In this early season warm up hike we follow the Death Valley Trail then loop back on the Pine Ridge Trail, where we gain some modest elevation, before dropping back down to our starting point. Our “summit” goal is a long and low undulating hill, Pine Ridge proper. Aligned in a roughly north/south direction, it’s mostly forested, but has a few open areas that afford good views here and there, mostly to the west and east. At this time of year, when many trails are either still snowed in or inaccessible due to road closures, this foothills jaunt allows one a chance to stretch their legs and see some scenery at the same time.
The trail begins just beyond the winter gate at the Sandy McNabb Campground in the Sheep River Valley. Turn right into the woods just past the Gorge Creek road sign. The trail is marked and most junctions are signed – there are many crisscrossing routes in the area and it’d be easy to get turned around. You’ll share the trail with horses, so keep an eye and ear open for approaching riders.
Low lying areas seen this trip can be boggy and mucky in places (with some horse poop thrown in the mix) – actually most of the trail this time of year is wet and somewhat muddy, with few dry sections. Expect to get dirty boots and to slip and slide a bit. This is spring in Alberta.
Heading north. the trail stays low for a time, passing through a fence (close the gate). A few junctions are passed, which of course get ignored. Soon the trail heads up passing through an open meadow for a time. The views start and from here were can see roughly southwest-ish. Rolling hills and ridges in that area can be seen and include Mount Dyson, Green Mountain, Mount Hoffmann and directly west is the bare face of Windy Point Ridge. We’re not high enough to see the really big mountains further on.
Passing another junction (note, you’ll return using the trail coming in from the right) drop down heading directly north. For the next kilometre or two, the trail sticks to forest, heading up and down a bit as it sees fit. In one or two places are some limited views, otherwise it’s all trees.

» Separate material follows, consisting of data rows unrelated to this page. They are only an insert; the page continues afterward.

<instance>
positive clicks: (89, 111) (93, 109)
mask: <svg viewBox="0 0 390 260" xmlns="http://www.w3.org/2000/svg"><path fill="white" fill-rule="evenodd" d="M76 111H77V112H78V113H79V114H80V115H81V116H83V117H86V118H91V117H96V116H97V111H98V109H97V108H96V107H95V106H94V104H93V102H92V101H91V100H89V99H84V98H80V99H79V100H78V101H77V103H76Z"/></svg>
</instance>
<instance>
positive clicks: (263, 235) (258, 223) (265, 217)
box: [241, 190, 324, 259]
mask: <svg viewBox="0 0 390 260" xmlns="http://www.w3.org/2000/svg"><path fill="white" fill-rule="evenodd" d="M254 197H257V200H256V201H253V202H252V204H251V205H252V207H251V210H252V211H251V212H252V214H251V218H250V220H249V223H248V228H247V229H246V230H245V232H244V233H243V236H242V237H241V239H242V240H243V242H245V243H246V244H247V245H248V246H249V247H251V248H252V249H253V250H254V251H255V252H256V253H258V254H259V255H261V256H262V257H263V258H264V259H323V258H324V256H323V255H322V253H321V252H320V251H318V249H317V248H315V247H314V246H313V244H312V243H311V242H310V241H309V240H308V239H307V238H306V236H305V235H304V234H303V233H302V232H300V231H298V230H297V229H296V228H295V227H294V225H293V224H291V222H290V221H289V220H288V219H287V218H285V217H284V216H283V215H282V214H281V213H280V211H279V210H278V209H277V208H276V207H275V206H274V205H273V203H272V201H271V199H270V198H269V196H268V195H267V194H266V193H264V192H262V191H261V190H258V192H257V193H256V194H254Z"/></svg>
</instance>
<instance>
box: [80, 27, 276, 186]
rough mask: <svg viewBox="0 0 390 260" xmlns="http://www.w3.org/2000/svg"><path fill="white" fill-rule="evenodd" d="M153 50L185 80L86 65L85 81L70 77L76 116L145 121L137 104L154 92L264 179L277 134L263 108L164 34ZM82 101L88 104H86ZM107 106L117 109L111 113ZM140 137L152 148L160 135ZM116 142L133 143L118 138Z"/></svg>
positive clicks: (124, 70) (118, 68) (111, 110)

Breaking out into a large grassy area we come to Death Valley Creek. Why this odd name is not entirely clear although this author has heard many legends. It’s not a scary place, so don’t worry.
Soon after Pine Ridge Trail comes in from the right and leads upwards and elevation is quickly gained. Occasionally there are breaks in the trees and in places have good views to the west and southwest. Death Valley and its creek can now be seen (not that) far below. Peaks to the west are still snow covered and are too far away to bother discussing in any detail.
At the edge of an open meadow, we take some time for lunch, chat with some passing horse riders and hikers, and then relax and soak up the views. They’re not spectacular but are the best ones we’ve seen in some time. It’s all good.
We’re still not at the top of Pine Ridge and for the next click or so, we gain elevation in spurts with the occasional level section thrown in for good measure. The views now, when they happen, are to the east and sometimes north. We can see Calgary off in the distance. Directly north is Mesa Butte, the highest hill in the direction. Like our objective, it’s a nice early season hike although we did a few years back at the height of summer. Further east is Carry Ridge, similar in height and length to Pine Ridge and beyond is the prairies.
At a junction (viewpoint, hitching post, bench), head right. The section of trail here, officially known as Balsam Link, is wide and pleasant, and mostly dry. At yet another junction, it drops down and before entering a meadow, passes through a very boggy section (low area = boggy area). It then heads up, gently and not for long, before joining up with the Death Valley Trail again.
We turn left and retrace our steps in. Muddy sections seen on the way in have worsened – they were partially frozen earlier, but now have melted and were a slimy wet mess.
We saw only a few people this trek, mostly equestrians users, but a few hikers as well. Most of the trails seen are used in winter by cross-country skiers.
Most of this day we had lovely blue skies. A nice touch to the day.
If you wish more information on this trail, by all means contact us!
Date of adventure: April, 2015.
Location: Kananaskis, AB.
Distance: 14km round trip.
Height gain maximum: 300m.
Height gain cumulative: 400m.
NOTE: all heights and distances are approximate.